Y..., en qualité de coemployeurs, à verser à M.

X... la somme de 15 000 euros au titre du « montant global des heures supplémentaires », tout en constatant que la demande de M.

X..., « basée sur un calcul annuel apparaît forfaitaire et excessive, ne détaille pas les heures accomplies réellement sur chaque semaine et mois, remonte à compter du 1er février 2004 qui est la date de signature du premier contrat de travail et non celle de l'embauche effective à compter du 1er mars 2004, sans produire les bulletins de salaire pour la période de juillet à octobre 2004 pendant la durée du contrat à durée déterminée pendant lequel M.

X... a été rémunéré sur 39H par semaine et non 35H, pour ne pas tenir compte des congés payés effectivement pris sur trente jours et alors que l'amplitude du travail revendiqué est contraire à l'emploi d'autres cuisiniers dans les deux restaurants tels que résultant des attestations susvisées et que les avantages en nature figurant sur les bulletins de salaires sont relatifs à un repas par jour travaillé », ce dont il résultait en réalité que la demande du salarié n'était nullement justifiée, la cour d'appel n'a pas tiré les conséquences légales de ses constatations et a violé l'article L. 3171-4 du code du travail ; Mais attendu qu'ayant constaté l'existence d'heures supplémentaires, la cour d'appel en a souverainement évalué l'importance et fixé en conséquence les créances salariales s'y rapportant, en fonction des éléments de fait qui lui étaient soumis et qu'elle a analysés ; Et attendu que le moyen ne critique pas l'évaluation par les juges du fond du préjudice résultant de la privation du repos hebdomadaire ; D'où il suit que le moyen n'est pas fondé ; Et sur le second moyen : Attendu que le premier moyen ayant été rejeté, le moyen qui invoque la cassation par voie de conséquence est sans portée ; PAR CES MOTIFS : REJETTE le pourvoi ; Condamne la société Amela et M.

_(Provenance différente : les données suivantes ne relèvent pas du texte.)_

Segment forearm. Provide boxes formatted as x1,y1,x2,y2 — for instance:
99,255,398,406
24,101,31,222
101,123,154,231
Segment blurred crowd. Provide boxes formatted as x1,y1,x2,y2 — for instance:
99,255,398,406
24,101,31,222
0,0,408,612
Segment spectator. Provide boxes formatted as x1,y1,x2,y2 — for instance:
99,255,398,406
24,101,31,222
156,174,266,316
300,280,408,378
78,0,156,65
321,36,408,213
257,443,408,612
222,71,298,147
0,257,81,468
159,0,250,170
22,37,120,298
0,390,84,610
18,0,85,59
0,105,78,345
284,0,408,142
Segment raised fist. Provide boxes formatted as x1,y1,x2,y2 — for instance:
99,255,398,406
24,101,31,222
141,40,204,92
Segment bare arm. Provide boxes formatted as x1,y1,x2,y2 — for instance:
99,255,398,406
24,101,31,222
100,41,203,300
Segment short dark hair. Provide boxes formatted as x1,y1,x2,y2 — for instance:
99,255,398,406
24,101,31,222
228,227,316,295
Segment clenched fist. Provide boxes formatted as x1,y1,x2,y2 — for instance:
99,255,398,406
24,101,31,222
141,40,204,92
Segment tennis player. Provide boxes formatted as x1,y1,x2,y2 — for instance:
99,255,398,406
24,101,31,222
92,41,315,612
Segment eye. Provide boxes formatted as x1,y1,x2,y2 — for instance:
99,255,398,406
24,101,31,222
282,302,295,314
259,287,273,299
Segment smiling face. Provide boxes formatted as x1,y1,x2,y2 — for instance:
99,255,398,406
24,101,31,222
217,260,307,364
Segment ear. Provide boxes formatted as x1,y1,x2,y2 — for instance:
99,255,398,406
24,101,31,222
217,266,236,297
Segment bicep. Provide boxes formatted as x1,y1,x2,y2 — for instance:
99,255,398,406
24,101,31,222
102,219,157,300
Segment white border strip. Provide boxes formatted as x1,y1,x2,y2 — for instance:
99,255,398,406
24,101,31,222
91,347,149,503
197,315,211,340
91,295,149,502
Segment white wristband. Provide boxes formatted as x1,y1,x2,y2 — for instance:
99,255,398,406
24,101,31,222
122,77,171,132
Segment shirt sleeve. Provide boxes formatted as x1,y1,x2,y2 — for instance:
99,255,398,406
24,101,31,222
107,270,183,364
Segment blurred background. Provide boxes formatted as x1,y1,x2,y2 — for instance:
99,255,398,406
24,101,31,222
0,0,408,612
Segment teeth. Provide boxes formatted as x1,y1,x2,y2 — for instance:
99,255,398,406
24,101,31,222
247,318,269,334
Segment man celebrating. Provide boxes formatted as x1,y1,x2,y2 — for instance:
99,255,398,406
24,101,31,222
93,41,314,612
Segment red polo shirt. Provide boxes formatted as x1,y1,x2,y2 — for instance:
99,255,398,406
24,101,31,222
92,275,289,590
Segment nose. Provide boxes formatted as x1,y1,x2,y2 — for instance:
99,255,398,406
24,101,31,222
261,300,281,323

Y... aux dépens ; Vu l'article 700 du code de procédure civile, rejette la demande ; Ainsi fait et jugé par la Cour de cassation, chambre sociale, et prononcé par le président en son audience publique du quatre décembre deux mille treize.

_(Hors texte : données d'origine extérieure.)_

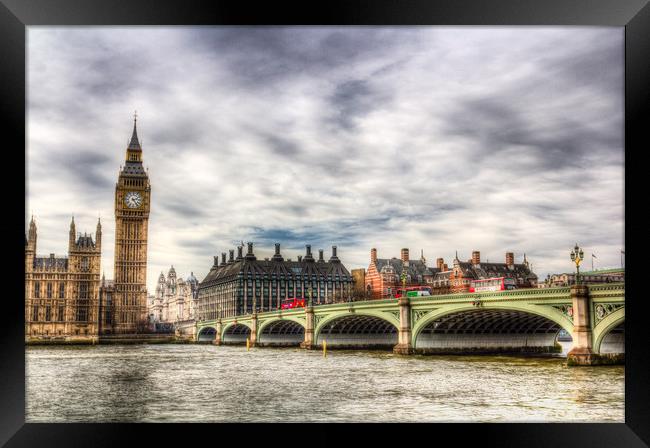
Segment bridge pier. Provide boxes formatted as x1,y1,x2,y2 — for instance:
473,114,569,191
393,296,413,355
213,319,223,345
300,306,315,350
567,285,618,366
250,312,257,347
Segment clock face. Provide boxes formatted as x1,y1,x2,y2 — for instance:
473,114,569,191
124,191,142,208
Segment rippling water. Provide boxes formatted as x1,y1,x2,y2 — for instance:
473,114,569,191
26,344,625,422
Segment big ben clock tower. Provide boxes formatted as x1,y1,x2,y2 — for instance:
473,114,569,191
112,115,151,334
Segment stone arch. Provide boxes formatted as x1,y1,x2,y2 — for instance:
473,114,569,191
314,311,399,349
221,322,251,344
593,308,625,353
411,304,573,353
196,326,217,342
257,318,305,346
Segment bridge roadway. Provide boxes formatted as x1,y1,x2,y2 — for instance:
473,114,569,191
191,283,625,365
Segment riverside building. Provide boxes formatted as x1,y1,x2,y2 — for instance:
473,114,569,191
197,243,353,320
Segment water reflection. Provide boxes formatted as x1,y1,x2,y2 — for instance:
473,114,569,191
26,345,624,422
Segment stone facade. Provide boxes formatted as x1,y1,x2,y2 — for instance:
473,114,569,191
111,117,151,334
449,251,537,293
197,243,352,320
25,217,102,342
537,268,625,288
148,266,199,323
365,248,440,299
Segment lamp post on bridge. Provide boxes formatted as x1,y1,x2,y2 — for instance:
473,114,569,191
571,243,585,285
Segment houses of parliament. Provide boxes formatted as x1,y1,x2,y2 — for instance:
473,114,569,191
25,117,151,342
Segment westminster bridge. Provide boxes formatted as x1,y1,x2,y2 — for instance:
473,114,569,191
188,283,625,365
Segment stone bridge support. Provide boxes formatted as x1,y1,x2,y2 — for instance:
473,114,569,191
300,306,315,350
250,313,257,347
393,296,413,355
213,319,223,345
567,285,617,366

MOYENS ANNEXES au présent arrêt Moyens produits par Me Balat, avocat aux Conseils, pour la société Amela et M.

Y...

PREMIER MOYEN DE CASSATION Il est reproché à l'arrêt infirmatif attaqué d'avoir condamné solidairement la société Amela et M.

Y... à payer à M.

X... les sommes de 1302,48 € et de 130,24 € au titre des jours fériés travaillés, de 15.000 € au titre des heures supplémentaires du 1er mars 2004 au 24 mai 2007, de 2.000 € de dommages et intérêts pour privation de repos hebdomadaire et de 2.895 € pour privation de congés payés ; AUX MOTIFS QUE, sur les heures supplémentaires, M.

X... revendique un travail de février 2004 à octobre 2006 de 9h à 16h et de 19h à 23h soit 11 heures sur six jours dont le dimanche, et sur cinq jours depuis novembre 2006 ; que le 8 septembre 2006, M.

X..., lors d'un premier incident avec mise à la porte à 12h30, avait fait état dans une lettre adressée à M.